An end of a lace scarf she was wearing caught in a nail in the wall. He sprang forward to release the scarf. It was not readily done, for his fingers became infected with a strange nervousness. Once their hands met, their fingers almost interlocked. A curious little thrill went through him. He lifted his eyes involuntarily, and met her glance. A warm colour shot swiftly into her face. And he was conscious at the same moment that his own cheeks burned.
“I guess I’ll sit down before I do any more mischief,” she laughed.
Woman-like, she was quicker to get at ease than he was.

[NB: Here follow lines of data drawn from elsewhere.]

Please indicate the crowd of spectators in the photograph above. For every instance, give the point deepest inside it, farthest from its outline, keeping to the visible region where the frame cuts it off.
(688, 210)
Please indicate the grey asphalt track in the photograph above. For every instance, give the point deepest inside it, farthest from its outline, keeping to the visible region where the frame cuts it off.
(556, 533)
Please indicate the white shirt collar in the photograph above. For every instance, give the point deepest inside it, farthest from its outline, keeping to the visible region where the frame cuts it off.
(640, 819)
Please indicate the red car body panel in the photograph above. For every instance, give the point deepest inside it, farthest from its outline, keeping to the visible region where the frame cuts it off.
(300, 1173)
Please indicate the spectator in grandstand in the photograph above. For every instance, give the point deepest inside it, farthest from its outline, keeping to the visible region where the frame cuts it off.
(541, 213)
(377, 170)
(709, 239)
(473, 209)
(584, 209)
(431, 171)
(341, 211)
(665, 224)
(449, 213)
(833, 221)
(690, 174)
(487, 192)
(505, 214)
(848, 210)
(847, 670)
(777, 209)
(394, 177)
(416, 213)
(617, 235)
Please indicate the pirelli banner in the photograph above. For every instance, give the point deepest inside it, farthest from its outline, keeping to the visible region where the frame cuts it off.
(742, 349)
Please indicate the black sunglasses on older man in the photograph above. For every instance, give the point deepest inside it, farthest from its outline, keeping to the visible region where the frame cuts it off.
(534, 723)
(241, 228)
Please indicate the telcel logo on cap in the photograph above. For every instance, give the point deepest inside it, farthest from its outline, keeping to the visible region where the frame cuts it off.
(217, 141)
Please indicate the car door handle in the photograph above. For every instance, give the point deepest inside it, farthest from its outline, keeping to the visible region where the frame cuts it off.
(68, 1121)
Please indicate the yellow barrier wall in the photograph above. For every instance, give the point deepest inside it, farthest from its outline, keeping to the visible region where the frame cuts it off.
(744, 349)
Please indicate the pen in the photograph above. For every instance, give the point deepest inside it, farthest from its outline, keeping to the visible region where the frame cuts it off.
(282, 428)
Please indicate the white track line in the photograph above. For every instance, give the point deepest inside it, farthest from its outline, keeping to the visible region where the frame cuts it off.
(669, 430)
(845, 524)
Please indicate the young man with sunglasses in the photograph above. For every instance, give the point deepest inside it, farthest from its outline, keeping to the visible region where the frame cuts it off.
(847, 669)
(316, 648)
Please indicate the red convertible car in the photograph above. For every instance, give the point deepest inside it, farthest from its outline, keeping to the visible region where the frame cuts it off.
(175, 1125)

“Do you know, Mr. Hammond,” she went on, as she seated herself in a revolving armchair, “I just wanted very much to see how you were fixed up here, and how you looked now that you are a big man.”
He made a deprecatory little gesture.
“Oh, but you are a really great man,” she went on. “I have heard some big people talk of you, and say——”
She leaned back, and smiled merrily at him, as she went on,
“Well, I guess if there’s only a shadow of truth in the old saying, then your ears must often have burned.”
Madge Finisterre gave the chair in which she was sitting a half twist.
“Why don’t you British people go in for rockers?” she asked. “I simply can’t enjoy your English homes to the full, for want of a good rocker, wherever I go.”